困った人がいるものだ
老いは絶対年齢とともに、少しずつ近づいてくるのはやむを得ないが、世の中には若くても老いている人と、暦の上の年齢は高齢者でも、少しもボケていない人とがいる。 よく見る風景だが、駅の改札口、歩道の真ん中、エスカレーターの降りたすぐ近くの空間などで、平気で立ち止まる人がいる。 高齢ゆえに体力がないから立ち止まって、体調を整えるためにという人を除いて、実は若くても立ち止まって、辺りを睥睨している人が結構いる。
つい先日も町内の行事があって、ある場所へ歩いて行った時の事である。 途中どうしても通らなければならない狭い短い階段があった。 その階段の中ほどで立ち話をしている中年の女性がいたので、「通行できないから、上か下へ行ってくれ」と言うと 「今、相手と話をしているから」 という返事が返ってきた。 そこを通らないと目的地へ行けない人が、後ろに続いているのが目に入らない筈はないのにである。
こうゆう人は多分、この世に実に大勢の人が暮らしていて、それらの人達には、それぞれの事情があって生きているのだから、お互いに充分に相手を存在を意識して、譲り合わなければならないのだ、という現実が分からなくなってきているのである。
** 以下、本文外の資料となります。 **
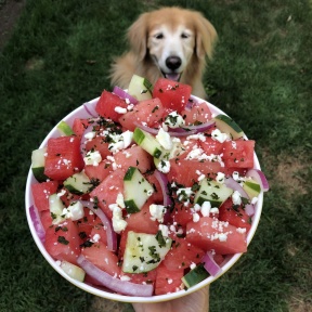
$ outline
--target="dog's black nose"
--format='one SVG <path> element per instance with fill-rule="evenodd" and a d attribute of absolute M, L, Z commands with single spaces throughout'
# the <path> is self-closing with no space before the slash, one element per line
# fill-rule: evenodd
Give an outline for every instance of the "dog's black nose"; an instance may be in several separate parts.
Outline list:
<path fill-rule="evenodd" d="M 182 64 L 182 61 L 179 56 L 169 56 L 166 60 L 166 65 L 169 69 L 176 70 L 179 68 Z"/>

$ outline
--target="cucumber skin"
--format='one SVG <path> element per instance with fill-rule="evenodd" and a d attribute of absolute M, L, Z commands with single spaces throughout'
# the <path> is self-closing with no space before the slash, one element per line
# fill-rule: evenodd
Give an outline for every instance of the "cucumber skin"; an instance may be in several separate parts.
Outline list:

こうゆうのも、一種の 「ぼけ」 と言ってもいいのではないかと思っている。 美容に心を使う人が多くなったので、外見は若くて奇麗な人が増えたのは事実だが、行動は全く鈍感な利己主義者と言う人もまた、多くなってきたのである。
階段の途中で、その女性とは、少しだが激しくやりあったのを、少し後悔している。 馬鹿な人間を相手にして、なんと馬鹿なことをやったものだと。